Enterprises don’t buy Claude Pro. They buy Claude alongside an account team, a deployment plan, sector-specific guidance, training, advisory boards, customer programmes, and a partnership with Anthropic that includes input into how the product evolves. The tool is the cheapest part of what they’re paying for. The expensive part is the enablement layer - the human, organisational, strategic infrastructure that makes the tool useful inside a real business.
Small businesses can buy the tool. They cannot buy the enablement layer. And without it, the tool sits underused, badly used, or unused, which is exactly what the adoption data shows.
What would actually help
You don’t need a long list of demands from me. But it’s worth being concrete about what an SME-focused programme could look like, because vague critiques are easy to nod along to and ignore:
Training designed for time-poor leaders, not enterprise teams. Three hours, not three weeks. Built around the way people who run small businesses actually have to learn - in the gaps between meetings.
Deployment guidance written for a 20-person business, not a 20,000-person one. The advice an enterprise gets from McKinsey doesn’t translate. Smaller businesses need their own playbooks, written by people who understand operating without an IT department.
Sector-specific use cases. Marketing agencies. Accountancy practices. Independent retailers. Manufacturing SMEs. The patterns inside each sector are recognisable to operators in that sector, and almost invisible to anyone who has only ever sold to enterprise.
Community access. The single most useful thing a small business can have is other small businesses to compare notes with. Anthropic could convene that. It would cost very little and matter enormously.

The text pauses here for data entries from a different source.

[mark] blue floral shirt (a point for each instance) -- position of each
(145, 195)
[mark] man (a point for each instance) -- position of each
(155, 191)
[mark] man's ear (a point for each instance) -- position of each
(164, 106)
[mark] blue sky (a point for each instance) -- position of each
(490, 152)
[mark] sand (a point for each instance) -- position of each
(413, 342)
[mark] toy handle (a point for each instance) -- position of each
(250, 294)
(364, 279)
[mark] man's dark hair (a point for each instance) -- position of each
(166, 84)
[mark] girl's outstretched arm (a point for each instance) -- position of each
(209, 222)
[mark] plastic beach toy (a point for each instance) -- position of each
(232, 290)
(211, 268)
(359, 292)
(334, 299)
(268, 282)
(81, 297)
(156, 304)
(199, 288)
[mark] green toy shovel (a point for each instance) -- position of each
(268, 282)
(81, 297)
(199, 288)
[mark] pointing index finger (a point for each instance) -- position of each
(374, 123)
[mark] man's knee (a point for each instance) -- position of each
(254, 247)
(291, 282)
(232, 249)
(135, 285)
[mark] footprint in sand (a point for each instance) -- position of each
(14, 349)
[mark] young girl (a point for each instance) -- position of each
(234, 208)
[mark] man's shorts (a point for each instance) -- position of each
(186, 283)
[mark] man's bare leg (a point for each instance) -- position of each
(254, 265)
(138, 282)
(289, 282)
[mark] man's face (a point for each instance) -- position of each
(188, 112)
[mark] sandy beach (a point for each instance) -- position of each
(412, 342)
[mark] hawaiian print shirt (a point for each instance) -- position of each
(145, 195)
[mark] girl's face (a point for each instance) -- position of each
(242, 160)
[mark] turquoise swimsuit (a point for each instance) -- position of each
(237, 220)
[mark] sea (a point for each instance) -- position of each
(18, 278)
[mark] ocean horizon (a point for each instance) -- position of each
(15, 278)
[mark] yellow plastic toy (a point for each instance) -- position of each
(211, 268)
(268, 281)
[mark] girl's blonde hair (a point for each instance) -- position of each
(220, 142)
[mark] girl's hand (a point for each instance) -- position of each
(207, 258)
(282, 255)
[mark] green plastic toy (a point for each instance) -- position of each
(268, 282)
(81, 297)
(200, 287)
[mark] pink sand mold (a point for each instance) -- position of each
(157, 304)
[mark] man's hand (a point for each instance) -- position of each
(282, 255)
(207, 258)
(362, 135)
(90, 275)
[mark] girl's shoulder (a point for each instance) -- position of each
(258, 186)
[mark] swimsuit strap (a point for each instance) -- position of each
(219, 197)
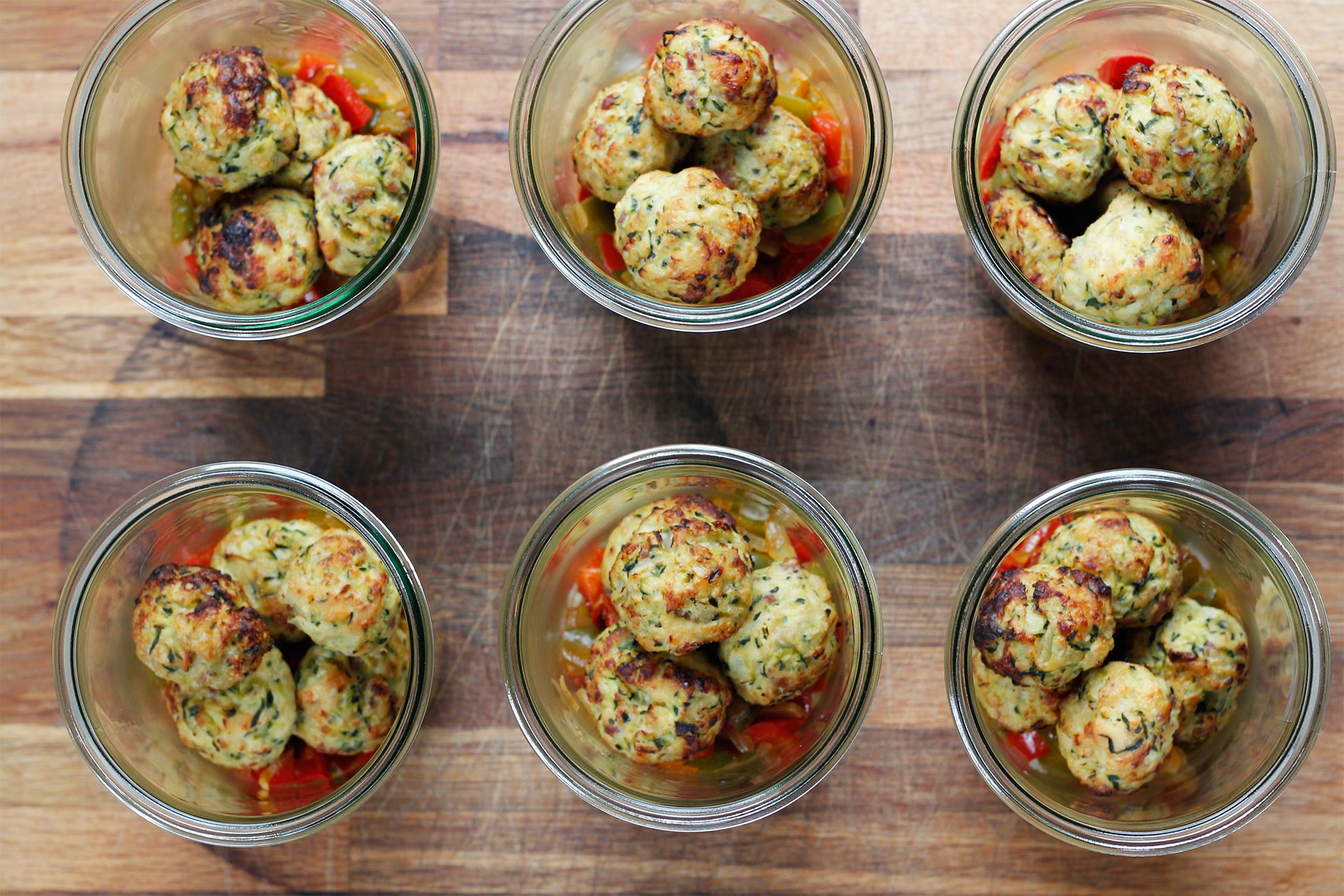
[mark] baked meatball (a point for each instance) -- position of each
(1138, 265)
(618, 141)
(241, 727)
(360, 187)
(654, 707)
(348, 704)
(707, 75)
(193, 627)
(227, 120)
(1131, 554)
(1179, 133)
(789, 639)
(1045, 625)
(686, 237)
(257, 252)
(1028, 236)
(320, 128)
(340, 595)
(257, 555)
(779, 163)
(1012, 707)
(1203, 654)
(1116, 730)
(682, 576)
(1054, 141)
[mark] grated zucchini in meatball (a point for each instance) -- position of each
(706, 77)
(227, 120)
(1046, 625)
(193, 627)
(1117, 727)
(654, 707)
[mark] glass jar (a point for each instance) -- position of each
(593, 43)
(1235, 775)
(1290, 170)
(113, 705)
(119, 174)
(562, 732)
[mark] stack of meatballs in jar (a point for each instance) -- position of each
(682, 578)
(285, 187)
(214, 636)
(1179, 138)
(692, 234)
(1047, 652)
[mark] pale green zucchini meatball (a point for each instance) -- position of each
(1203, 654)
(1138, 265)
(618, 141)
(360, 189)
(257, 555)
(1117, 727)
(241, 727)
(1179, 133)
(193, 627)
(348, 704)
(654, 707)
(707, 75)
(687, 237)
(1013, 707)
(320, 128)
(789, 637)
(227, 120)
(779, 163)
(340, 595)
(1131, 554)
(1028, 236)
(1054, 141)
(682, 576)
(257, 252)
(1045, 625)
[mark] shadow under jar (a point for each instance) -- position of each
(1225, 781)
(119, 174)
(559, 728)
(113, 705)
(593, 43)
(1290, 170)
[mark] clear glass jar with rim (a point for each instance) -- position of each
(1290, 168)
(113, 705)
(593, 43)
(119, 175)
(533, 627)
(1225, 781)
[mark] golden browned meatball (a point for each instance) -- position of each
(1028, 236)
(680, 576)
(707, 75)
(227, 120)
(193, 627)
(654, 707)
(1046, 625)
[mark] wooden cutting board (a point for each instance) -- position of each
(903, 392)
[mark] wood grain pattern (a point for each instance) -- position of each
(905, 394)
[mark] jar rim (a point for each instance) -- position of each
(1303, 598)
(148, 504)
(872, 186)
(1077, 328)
(808, 770)
(75, 162)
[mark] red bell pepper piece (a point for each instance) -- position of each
(1113, 70)
(991, 147)
(341, 93)
(612, 259)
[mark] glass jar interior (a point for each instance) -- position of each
(569, 723)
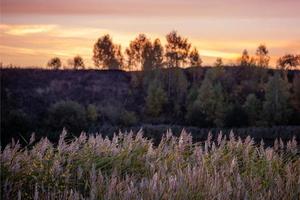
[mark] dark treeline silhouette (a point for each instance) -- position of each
(143, 54)
(44, 101)
(170, 89)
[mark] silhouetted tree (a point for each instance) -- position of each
(54, 63)
(245, 59)
(262, 56)
(106, 54)
(289, 61)
(194, 58)
(276, 106)
(139, 53)
(77, 63)
(158, 54)
(219, 62)
(177, 50)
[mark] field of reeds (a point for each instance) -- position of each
(129, 166)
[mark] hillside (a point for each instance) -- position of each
(120, 99)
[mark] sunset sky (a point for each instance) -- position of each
(33, 31)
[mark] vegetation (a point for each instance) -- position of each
(172, 87)
(131, 167)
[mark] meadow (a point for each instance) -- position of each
(130, 166)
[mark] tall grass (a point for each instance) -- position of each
(128, 166)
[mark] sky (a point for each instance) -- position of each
(33, 31)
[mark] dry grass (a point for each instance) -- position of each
(130, 167)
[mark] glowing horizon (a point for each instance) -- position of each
(33, 31)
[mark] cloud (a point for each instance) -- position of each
(211, 8)
(20, 30)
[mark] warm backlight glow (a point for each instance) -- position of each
(34, 31)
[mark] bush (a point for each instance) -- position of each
(67, 114)
(128, 118)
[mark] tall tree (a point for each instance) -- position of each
(219, 62)
(194, 58)
(276, 106)
(262, 56)
(77, 63)
(158, 54)
(139, 52)
(54, 63)
(289, 61)
(245, 59)
(106, 54)
(177, 49)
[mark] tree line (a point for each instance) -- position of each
(143, 54)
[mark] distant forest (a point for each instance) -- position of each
(170, 87)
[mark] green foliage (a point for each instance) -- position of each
(67, 114)
(128, 118)
(129, 166)
(276, 107)
(54, 63)
(106, 54)
(177, 50)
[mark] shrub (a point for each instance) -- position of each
(67, 114)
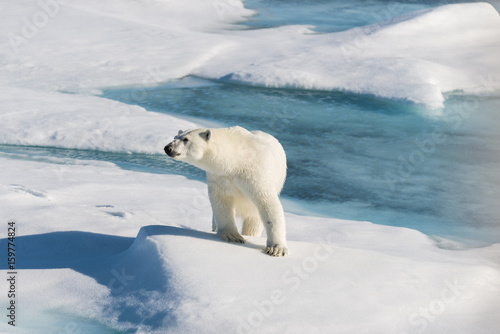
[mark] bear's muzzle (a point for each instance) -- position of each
(169, 149)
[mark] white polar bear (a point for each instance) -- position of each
(246, 171)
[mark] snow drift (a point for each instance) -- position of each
(416, 57)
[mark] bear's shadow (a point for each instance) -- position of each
(111, 261)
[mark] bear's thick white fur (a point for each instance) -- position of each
(246, 171)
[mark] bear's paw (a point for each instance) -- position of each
(276, 250)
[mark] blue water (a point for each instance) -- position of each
(359, 157)
(349, 156)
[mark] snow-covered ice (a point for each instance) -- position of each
(101, 248)
(131, 250)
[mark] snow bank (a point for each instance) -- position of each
(416, 57)
(84, 122)
(101, 250)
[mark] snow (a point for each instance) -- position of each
(83, 122)
(118, 248)
(438, 51)
(103, 248)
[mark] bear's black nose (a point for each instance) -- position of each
(168, 149)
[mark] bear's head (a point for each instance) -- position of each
(189, 146)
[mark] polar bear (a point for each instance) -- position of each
(246, 171)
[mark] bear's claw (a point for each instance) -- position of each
(276, 250)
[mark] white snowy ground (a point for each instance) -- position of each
(100, 246)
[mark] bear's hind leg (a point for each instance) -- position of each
(252, 226)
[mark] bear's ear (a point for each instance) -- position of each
(206, 135)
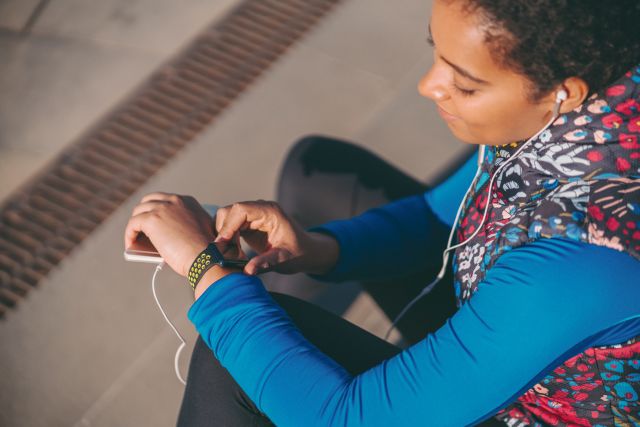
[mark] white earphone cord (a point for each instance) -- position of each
(445, 255)
(176, 359)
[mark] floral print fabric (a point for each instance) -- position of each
(580, 179)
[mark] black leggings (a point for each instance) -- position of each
(324, 179)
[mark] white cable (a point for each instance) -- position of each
(176, 359)
(445, 254)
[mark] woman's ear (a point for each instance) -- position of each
(577, 91)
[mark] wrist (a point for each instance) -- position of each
(212, 275)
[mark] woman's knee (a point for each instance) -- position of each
(296, 166)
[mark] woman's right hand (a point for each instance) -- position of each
(281, 244)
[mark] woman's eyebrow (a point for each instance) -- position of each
(457, 68)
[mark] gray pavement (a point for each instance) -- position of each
(89, 348)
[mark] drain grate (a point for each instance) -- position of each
(46, 219)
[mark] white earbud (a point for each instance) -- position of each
(561, 96)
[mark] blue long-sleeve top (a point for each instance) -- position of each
(539, 305)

Security parity. If you’re going to give early access to defensive AI capabilities to JPMorgan, build a proportional path for the rest of the economy too. Open source maintainers being included in Glasswing is a good start, but it isn’t a substitute for thinking about the businesses that depend on that software.
A senior person whose job it is to think about all of the above, full-time. Not a fraction of a mid-market manager’s attention. Someone whose remit is small business, the way somebody else’s remit is enterprise. And a team to interact directly with small businesses.
I’m not the only SME owner willing to help, but
When Anthropic is ready to take small businesses seriously, I’m available.
Available to get involved. Available to help you define this. Available to follow and support whoever you decide to put in charge of it. Available to provide feedback from the sidelines, alongside the many other small business leaders who care about this and would say the same.
The reason I’m offering - and the reason others would too - is that this matters. Not just for the businesses I work with, but for the economies, communities, and lives those businesses sit inside. The AI buildout is going to define the next decade. It would be a serious failure to design it in a way that excludes 99% of the businesses it’s supposed to serve.